Alan Dean Foster was the ghostwriter of the original Star Wars novelization.
Buffista Movies 4: Straight to Video
A place to talk about movies--old and new, good and bad, high art and high cheese. It's the place to place your kittens on the award winners, gossip about upcoming fims and discuss DVD releases and extras. Spoiler policy: White font all plot-related discussion until a movie's been in wide release two weeks, and keep the major HSQ in white font until two weeks after the video/DVD release.
Oh, he also did the books of the Star Trek animated series. I knew I had read something by him besides the Star Wars novel....

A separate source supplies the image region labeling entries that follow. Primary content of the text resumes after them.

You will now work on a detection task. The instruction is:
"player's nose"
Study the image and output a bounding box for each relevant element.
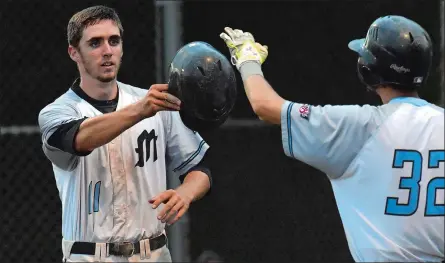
[102,43,112,56]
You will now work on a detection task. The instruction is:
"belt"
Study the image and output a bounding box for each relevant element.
[71,234,167,257]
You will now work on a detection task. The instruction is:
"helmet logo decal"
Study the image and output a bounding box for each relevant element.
[390,64,411,73]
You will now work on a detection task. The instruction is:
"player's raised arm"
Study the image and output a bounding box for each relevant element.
[74,84,180,151]
[220,27,375,178]
[220,27,284,124]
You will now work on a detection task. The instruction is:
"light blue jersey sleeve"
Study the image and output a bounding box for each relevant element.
[38,98,82,171]
[166,112,209,177]
[281,101,377,179]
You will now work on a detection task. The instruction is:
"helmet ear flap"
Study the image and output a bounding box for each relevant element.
[357,57,381,90]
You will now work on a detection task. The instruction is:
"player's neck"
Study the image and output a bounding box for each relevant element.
[376,87,419,104]
[79,76,117,100]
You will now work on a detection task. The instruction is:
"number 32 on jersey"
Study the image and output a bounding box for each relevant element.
[385,150,445,216]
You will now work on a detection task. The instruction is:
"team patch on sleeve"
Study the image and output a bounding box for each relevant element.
[298,104,311,119]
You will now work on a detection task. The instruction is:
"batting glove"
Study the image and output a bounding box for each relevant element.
[219,27,269,70]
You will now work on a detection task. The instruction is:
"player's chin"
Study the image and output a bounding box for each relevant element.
[97,72,116,82]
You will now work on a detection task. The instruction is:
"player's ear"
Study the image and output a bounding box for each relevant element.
[68,45,80,62]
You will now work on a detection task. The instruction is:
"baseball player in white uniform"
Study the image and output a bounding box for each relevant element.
[38,6,211,262]
[220,16,445,262]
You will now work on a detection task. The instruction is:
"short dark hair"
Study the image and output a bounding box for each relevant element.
[67,5,124,47]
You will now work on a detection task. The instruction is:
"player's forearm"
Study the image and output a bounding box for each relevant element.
[176,171,210,202]
[240,62,284,124]
[74,105,142,152]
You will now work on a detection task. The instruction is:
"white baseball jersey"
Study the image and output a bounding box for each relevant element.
[39,82,209,251]
[281,98,445,262]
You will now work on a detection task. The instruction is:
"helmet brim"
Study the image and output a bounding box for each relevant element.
[348,38,365,54]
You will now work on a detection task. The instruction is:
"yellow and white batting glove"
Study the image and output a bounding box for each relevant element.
[219,27,269,70]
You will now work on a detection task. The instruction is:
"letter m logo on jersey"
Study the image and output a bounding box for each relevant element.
[135,129,158,167]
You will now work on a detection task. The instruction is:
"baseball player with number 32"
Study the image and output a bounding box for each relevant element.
[220,16,445,262]
[38,6,211,262]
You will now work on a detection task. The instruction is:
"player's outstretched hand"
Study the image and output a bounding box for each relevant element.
[219,27,269,69]
[137,84,181,118]
[148,189,191,225]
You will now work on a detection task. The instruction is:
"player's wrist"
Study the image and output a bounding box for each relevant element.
[239,60,264,81]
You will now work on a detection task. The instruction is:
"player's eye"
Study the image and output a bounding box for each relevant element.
[90,39,100,48]
[109,37,121,46]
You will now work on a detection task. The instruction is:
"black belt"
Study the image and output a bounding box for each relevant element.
[71,234,167,257]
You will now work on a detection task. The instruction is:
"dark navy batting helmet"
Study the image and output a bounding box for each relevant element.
[349,16,433,91]
[168,41,237,131]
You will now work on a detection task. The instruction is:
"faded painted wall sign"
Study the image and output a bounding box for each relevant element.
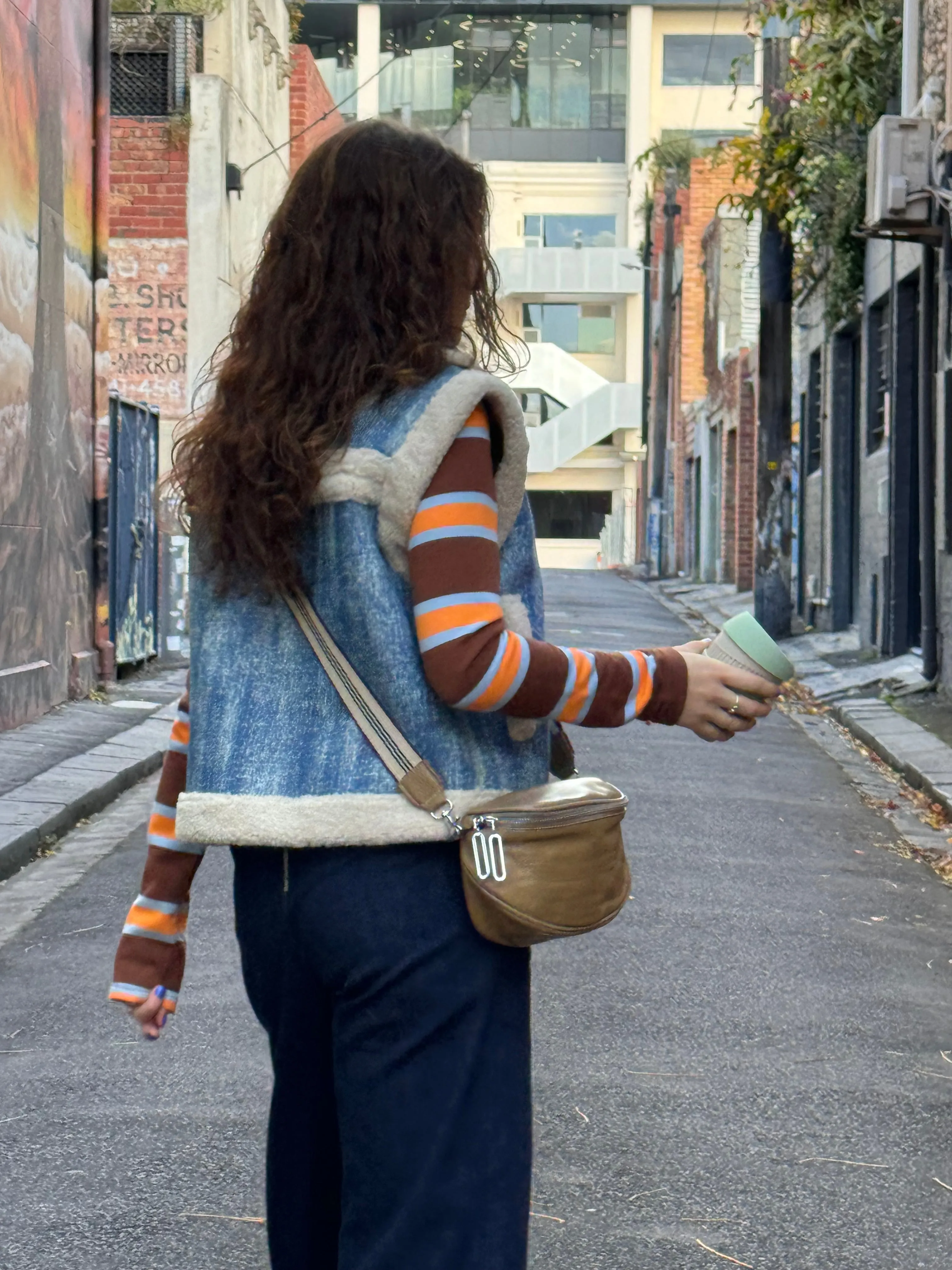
[109,237,188,422]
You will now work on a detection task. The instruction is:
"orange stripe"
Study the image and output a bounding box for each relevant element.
[410,503,499,536]
[416,604,503,639]
[149,811,175,838]
[126,904,188,935]
[558,648,592,723]
[467,631,522,710]
[109,992,176,1015]
[635,649,654,715]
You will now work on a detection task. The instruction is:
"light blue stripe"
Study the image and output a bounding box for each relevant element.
[416,489,499,512]
[622,653,641,723]
[454,631,507,710]
[122,922,185,944]
[146,833,204,856]
[572,653,598,723]
[414,591,499,617]
[548,644,575,719]
[109,983,151,1001]
[407,524,499,551]
[136,895,188,917]
[492,631,530,710]
[420,622,492,653]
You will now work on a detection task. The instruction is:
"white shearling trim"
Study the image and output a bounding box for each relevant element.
[499,596,532,639]
[316,447,390,507]
[377,369,529,577]
[175,790,504,847]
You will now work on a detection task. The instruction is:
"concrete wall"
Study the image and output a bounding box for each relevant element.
[188,0,291,398]
[0,0,105,728]
[109,117,188,472]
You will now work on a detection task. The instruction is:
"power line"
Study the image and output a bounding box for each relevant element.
[241,3,456,176]
[690,0,721,132]
[440,0,543,137]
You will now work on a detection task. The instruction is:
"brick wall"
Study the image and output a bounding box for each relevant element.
[289,44,344,176]
[109,117,188,437]
[109,117,188,239]
[734,349,756,591]
[679,159,736,403]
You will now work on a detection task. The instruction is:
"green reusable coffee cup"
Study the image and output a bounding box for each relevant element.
[705,613,793,701]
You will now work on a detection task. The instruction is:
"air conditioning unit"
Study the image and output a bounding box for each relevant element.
[866,114,932,230]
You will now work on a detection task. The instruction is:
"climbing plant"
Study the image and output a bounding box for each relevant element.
[720,0,903,324]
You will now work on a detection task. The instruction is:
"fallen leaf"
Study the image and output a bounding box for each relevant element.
[694,1239,754,1270]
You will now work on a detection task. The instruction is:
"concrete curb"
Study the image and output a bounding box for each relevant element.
[0,710,169,881]
[829,697,952,811]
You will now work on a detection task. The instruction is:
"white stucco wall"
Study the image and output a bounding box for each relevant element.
[188,0,291,396]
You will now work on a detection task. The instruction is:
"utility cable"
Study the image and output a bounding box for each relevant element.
[241,3,456,176]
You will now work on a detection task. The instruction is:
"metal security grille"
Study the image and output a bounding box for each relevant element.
[109,13,202,116]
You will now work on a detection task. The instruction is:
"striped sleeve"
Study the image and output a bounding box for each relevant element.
[409,406,687,728]
[109,692,204,1012]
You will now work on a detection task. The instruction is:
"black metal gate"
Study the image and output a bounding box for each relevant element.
[109,396,159,666]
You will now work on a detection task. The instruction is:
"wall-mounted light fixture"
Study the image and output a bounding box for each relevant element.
[225,163,244,198]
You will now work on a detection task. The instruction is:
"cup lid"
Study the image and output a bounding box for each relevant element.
[723,612,793,682]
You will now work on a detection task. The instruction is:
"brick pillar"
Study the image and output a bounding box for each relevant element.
[288,44,344,176]
[735,349,756,591]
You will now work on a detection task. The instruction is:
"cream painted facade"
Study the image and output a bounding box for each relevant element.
[482,4,760,569]
[188,0,291,416]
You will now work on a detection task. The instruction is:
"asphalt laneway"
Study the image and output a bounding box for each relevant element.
[0,573,952,1270]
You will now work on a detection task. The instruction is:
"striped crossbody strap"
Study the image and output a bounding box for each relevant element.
[282,588,458,831]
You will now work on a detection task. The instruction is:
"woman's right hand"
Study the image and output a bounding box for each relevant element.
[129,986,169,1040]
[678,640,781,741]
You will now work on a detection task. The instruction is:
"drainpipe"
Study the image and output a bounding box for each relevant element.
[647,168,680,577]
[919,244,939,681]
[93,0,116,681]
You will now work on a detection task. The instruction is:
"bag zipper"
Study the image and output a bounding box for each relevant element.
[472,798,628,833]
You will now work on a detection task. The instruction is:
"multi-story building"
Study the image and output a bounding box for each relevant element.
[298,0,759,568]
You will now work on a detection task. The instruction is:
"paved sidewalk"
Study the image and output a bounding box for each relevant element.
[0,667,187,880]
[642,579,952,813]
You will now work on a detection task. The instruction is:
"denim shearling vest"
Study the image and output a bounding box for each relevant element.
[176,366,550,847]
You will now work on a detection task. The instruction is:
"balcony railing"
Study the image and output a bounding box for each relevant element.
[494,246,642,296]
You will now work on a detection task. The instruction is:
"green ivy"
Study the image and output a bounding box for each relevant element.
[720,0,903,325]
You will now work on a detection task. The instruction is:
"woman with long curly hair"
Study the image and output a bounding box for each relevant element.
[110,121,773,1270]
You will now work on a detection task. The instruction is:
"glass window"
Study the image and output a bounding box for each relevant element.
[380,13,628,129]
[522,304,614,356]
[806,348,823,475]
[529,489,612,539]
[545,215,614,246]
[661,36,754,85]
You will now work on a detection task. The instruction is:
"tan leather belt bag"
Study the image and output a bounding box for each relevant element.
[284,591,631,947]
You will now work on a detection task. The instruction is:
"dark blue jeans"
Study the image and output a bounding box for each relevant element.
[234,844,532,1270]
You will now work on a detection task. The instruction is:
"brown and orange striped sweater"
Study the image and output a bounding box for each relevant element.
[109,408,687,1011]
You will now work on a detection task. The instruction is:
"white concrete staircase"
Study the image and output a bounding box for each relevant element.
[509,344,641,472]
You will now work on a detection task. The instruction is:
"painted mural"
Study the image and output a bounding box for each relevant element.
[0,0,94,726]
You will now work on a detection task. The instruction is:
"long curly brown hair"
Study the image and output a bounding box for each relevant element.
[173,119,513,594]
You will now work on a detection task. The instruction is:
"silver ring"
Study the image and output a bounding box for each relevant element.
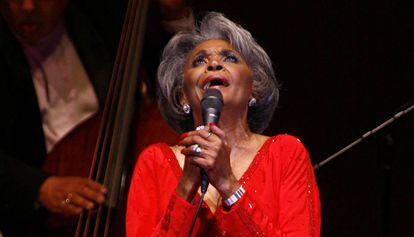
[193,144,201,154]
[64,193,73,204]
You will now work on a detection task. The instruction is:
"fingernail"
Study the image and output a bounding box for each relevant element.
[178,132,188,145]
[98,196,105,203]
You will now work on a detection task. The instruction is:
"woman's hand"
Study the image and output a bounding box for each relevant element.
[181,125,240,198]
[38,176,106,216]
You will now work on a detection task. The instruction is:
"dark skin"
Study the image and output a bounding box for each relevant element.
[0,0,188,216]
[175,40,267,209]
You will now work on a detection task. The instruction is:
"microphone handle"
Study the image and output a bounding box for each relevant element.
[201,169,209,193]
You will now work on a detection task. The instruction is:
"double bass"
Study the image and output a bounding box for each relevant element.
[43,0,149,234]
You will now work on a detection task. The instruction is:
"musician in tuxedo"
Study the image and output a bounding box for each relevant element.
[0,0,189,236]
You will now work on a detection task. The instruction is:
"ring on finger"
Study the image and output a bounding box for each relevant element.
[65,193,73,204]
[206,132,211,138]
[193,144,201,154]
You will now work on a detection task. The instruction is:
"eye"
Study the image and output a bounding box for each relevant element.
[224,55,239,63]
[192,56,207,67]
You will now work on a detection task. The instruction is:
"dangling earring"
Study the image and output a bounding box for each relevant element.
[183,104,191,114]
[249,97,256,107]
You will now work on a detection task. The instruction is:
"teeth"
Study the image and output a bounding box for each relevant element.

And the ALIEN novelization. It was definitely a gig for him.
Slave Leia costume
For your dog.
omg. I would SO get that if it weren't for the fact that Bartleby acts like I'm killing him (much civil disobedience ensues) when I try to put his polar fleece on when the temp is below 20. Also? He's had enough gender issues since...ya know...snip.
Oh, he also did the books of the Star Trek animated series. I knew I had read something by him besides the Star Wars novel....
I remember fondly the Pip and Flynx books. I stumbled across the Tar-Aiym Krang (the book that is, not the Krang itself) in the checkout of a DIY in Edinburgh. I haven't looked at the books in over twenty years, but I enjoyed them at the time.
And the ALIEN novelization. It was definitely a gig for him.
Oh yeah. Read that one too. Also before I ever saw the movie (my dad wouldn't let me see it when it came out).
There's also a Darth Vader dog costume.
Even though he gives RotS 3 1/2 stars, Roger Ebert still manages to bring on the snark:
To say that George Lucas cannot write a love scene is an understatement; greeting cards have expressed more passion...
In many cases the actors are being filmed in front of blue screens, with effects to be added later, and sometimes their readings are so flat, they don't seem to believe they're really in the middle of amazing events. How can you stand in front of exploding star fleets and sound as if you're talking on a cell phone at Starbucks?
This conversation cracks me up because it was a similar one over at another site that led to my current tag about Jimmy McNulty-Solo. I saw both SW and Empire on re-release and I never could finish watching PM or AotC. (In my particular instance, I'm not sure if it's Lucas or me. My ideas about what makes a movie good have shifted a lot since a saberfight was where it was at.)
Did anybody else read "Splinter of the Mind's Eye?" It was ok'd by Lucasfilm, but definitely existed outside of the original trilogy's storyline. IIRC, it was published between Star Wars and Empire, and took the "Luke and Leia hook up" path. I thought it was pretty well done, and a lot better than some of the later Star Wars-verse books.
Yep, read it way back when. Finding out about Luke and Leia in RotJ was an eye-opener.